Abstract

The enhanced usage of multiplier circuits in various applications has prompted researchers to evolve high-speed and power optimized multiplier design architectures. Subsequently, power management optimizations as well as high speed designs are of greatest concern today, especially while working with digital signal processors, and other audiovideo image processing circuits utilizing artificial neural networks. This work mainly focuses on providing efficient and optimized CMOS designs for 2-bit, 4-bit Wallace Tree Multiplier and Baugh-Wooley Multiplier architectures for applications in advanced filter designs comprised of simple to complex adders' circuits. The proposed architectures are verified experimentally using Mentor Graphics tools targeting the 130 nm technology design parameters. Design architectures are comparatively verified with relevant parameters like rise-time, fall-time, path delay, power dissipation, silicon area, etc. Both the architectures display few tradeoffs between power dissipation and delay parameters. Analysis with the implementation of proposed architectures for usage in Multipliers and Accumulate Carry (MAC) unit and other processing unit blocks are performed for further implementations.
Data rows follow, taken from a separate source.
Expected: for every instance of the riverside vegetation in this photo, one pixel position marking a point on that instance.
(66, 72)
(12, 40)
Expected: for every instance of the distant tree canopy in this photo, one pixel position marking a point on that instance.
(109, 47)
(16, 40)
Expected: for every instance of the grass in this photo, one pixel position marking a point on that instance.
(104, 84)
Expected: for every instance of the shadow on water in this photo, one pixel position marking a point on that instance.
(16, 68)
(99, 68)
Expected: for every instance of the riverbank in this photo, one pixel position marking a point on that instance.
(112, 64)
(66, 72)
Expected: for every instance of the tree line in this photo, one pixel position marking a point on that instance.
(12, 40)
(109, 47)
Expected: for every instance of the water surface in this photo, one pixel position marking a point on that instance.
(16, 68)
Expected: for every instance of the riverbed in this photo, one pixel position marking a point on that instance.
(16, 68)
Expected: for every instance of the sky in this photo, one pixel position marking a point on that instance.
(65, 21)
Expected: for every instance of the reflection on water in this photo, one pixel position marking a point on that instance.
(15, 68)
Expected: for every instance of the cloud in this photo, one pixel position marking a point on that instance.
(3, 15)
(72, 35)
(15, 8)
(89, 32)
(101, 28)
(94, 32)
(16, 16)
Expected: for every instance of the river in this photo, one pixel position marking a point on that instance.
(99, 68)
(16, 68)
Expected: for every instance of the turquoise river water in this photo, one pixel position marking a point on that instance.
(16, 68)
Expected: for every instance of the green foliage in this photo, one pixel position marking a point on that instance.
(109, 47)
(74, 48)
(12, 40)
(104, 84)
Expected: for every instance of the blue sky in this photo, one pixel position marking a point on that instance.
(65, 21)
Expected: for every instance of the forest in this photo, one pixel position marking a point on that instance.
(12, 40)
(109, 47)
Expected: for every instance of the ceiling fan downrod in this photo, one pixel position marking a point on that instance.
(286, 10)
Multipliers play a vital role in majority of the processorbased digital systems, digital signal processing arena, digital communications, spectrum analysis and digital filtering zones. Most of the high performance systems like microprocessors, digital signal processors, etc., include complex multipliers circuits that operate at highest system clock rates. Over 70% of the instructions in various DSP algorithms and microprocessors are comprised of different adders, multipliers and MAC units. The delay parameters associated with these units form the crux in satisfying overall design constraints. Therefore the demand for high-speed processing is tremendously increasing in view of the expanded usage of complex and high-speed multiplier architectures in various applications.

The main objective of Electronic Design Automation (EDA) process is aimed at computerizing entire VLSI design process through number of emerging EDA tools in order to convert HDL design representations into Application Specific Integrated Circuits (ASICs). The global EDA giant companies are also continuously delivering high end automation tools like Cadence Design Systems, Magma Design Automation, Xilinx, Mentor Graphics, Synopsis, etc., for designing electronic systems and integrated circuits. The proposed work is mainly based upon the usage of Mentor Graphics (CMOS-130 nm) technology to experimentally implement Baugh-Wooley and 4 bit Wallace- Tree multiplier architectures. The proposed work is carried out in Complementary Metal Oxide Semiconductor (CMOS) 130 nm technology satisfying various design constraints.

Power management is a pre-dominant factor of concern in various audio-video digital signal/image processing VLSI systems, depending on the computational speed and processing abilities of multipliers employed. Amanollahi and Jaberipur (2017) proposed the design of sequential multipliers using radix-16 CSA (Carry-Save Adders) to generate accumulated partial product. Evaluated results depicted improved latency, power dissipation and energy consumption at the cost of additional silicon area. Antelo et al. (2016) discussed about the optimized binary radix-16 (modified) Booth multipliers to allow optimization of partialproduct- array stage in terms of area/delay/power. The method is extended to radix-8 multipliers, signed/unsigned multipliers etc. Qiqieh et al. (2018) proposed a Significance- Driven Logic Compression (SDLC) approach based on bit significance to form a reduced set of partial product terms. Various parallel multiplication schemes are used to reorganize the designs. Anuar et al. (2010) proposed a twophase clocked adiabatic static CMOS logic circuit based on the principles of adiabatic switching and energy recovery. This architecture can be used in low-power digital devices such as RFIDs (Radio-Frequency Identifications), smart cards, and sensors.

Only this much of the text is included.